Minha resposta é não.
Os autores não explicaram por que os mecanismos de ligação estabelecidos pela lei não deveriam ser adicionados em geral e aplicados às circunstâncias deste caso. Um raciocínio geral não é suficiente. A oportunidade perdida de um investimento alternativo no campo da habitação ainda não foi estabelecida e, nesse contexto, seria apropriado adicionar uma decisão de juros e vinculação de acordo com a lei geral aplicável à questão.
Não há motivo para conceder a referida compensação em favor dos autores 43-44
- A determinação da compensação mencionada é relevante para todos os membros da classe que adiantaram o pagamento da parte da contraprestação à luz da exigência da Sra. Or, de acordo com o que está declarado no início do presente dano.
Ao mesmo tempo, não é relevante para as autoras, Sra. Sinai Riklis Tom e Sra. Sinai Chodorov Lee (Autores 43-44). Isso porque, durante o processo, descobriu-se que eles haviam vendido seus direitos no projeto em dezembro de 2014 para seu primo - Sr. Ram Avraham Yair (doravante: Sr. Yair), seu irmão, em troca do investimento total; Isso está de acordo com o contrato de venda de 11 de dezembro de 2014 (Apêndice 175 aos depoimentos dos réus, veja as páginas 3294-3295).
Esse fato não foi mencionado nas declarações juramentadas da mãe e de suas filhas. Quando a questão foi apresentada ao artista dos autores no contra-interrogatório, nenhuma resposta satisfatória foi dada. Ela disse que foi o tio quem transferiu o apartamento para suas filhas, mas que o assunto foi ocultado dos documentos apresentados. Também deve ser notado que o Sr. Yair ingressou no grupo comprador sem ligação com essa venda, mesmo antes de adquirir os direitos da Sra. Sinai Riklis e da Sra. Sinai Chodorov (ver a troca na p. 420).
- Os advogados dos autores apresentaram a opinião, pela primeira vez em seus resumos de resposta, de que é "absolutamente possível" que a transação de venda, na qual os direitos foram vendidos ao Sr.
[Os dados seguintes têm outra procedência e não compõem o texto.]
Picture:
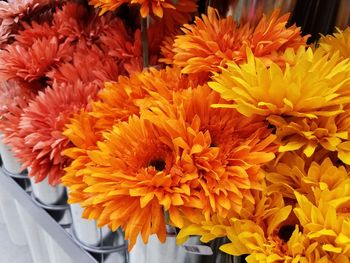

Yair, tenha sido cancelada. No entanto, nenhuma evidência foi apresentada a esse respeito que pudesse sustentar a questão. De qualquer forma, esses autores deveriam ter declarado sobre a transação em suas declarações, o que eles evitaram. Uma declaração suplementar de parte deles também não foi posteriormente apresentada, e não foi solicitada para ser apresentada.
- Com base nas provas apresentadas a mim, é possível determinar que os direitos no apartamento dos autores foram de fato vendidosao Sr. Yair.
Mas aqui surge outra complexidade. Isso porque as partes discordam sobre a questão de quem pagou o componente adicional de consideração, se foram os autores ou talvez o Sr. Yair, para seus direitos em sua unidade (veja o acima mencionado na p. 424, Q. 21 - 425, S. 23). Assim, o acordo entre os autores e o Sr. Yair foi concluído em 11 de dezembro de 2014, ou seja, muito depois da exigência de pagamento. Afirma que os autores declaram que , até o momento, pagaram uma contraprestação no valor de ILS 350.000, que é o valor total do investimento. A partir disso, parece, prima facie, que os autores não prestaram nenhuma consideração adicional. Por outro lado, a Sra. Riklis testemunhou que pagou todo o dinheiro (ibid.).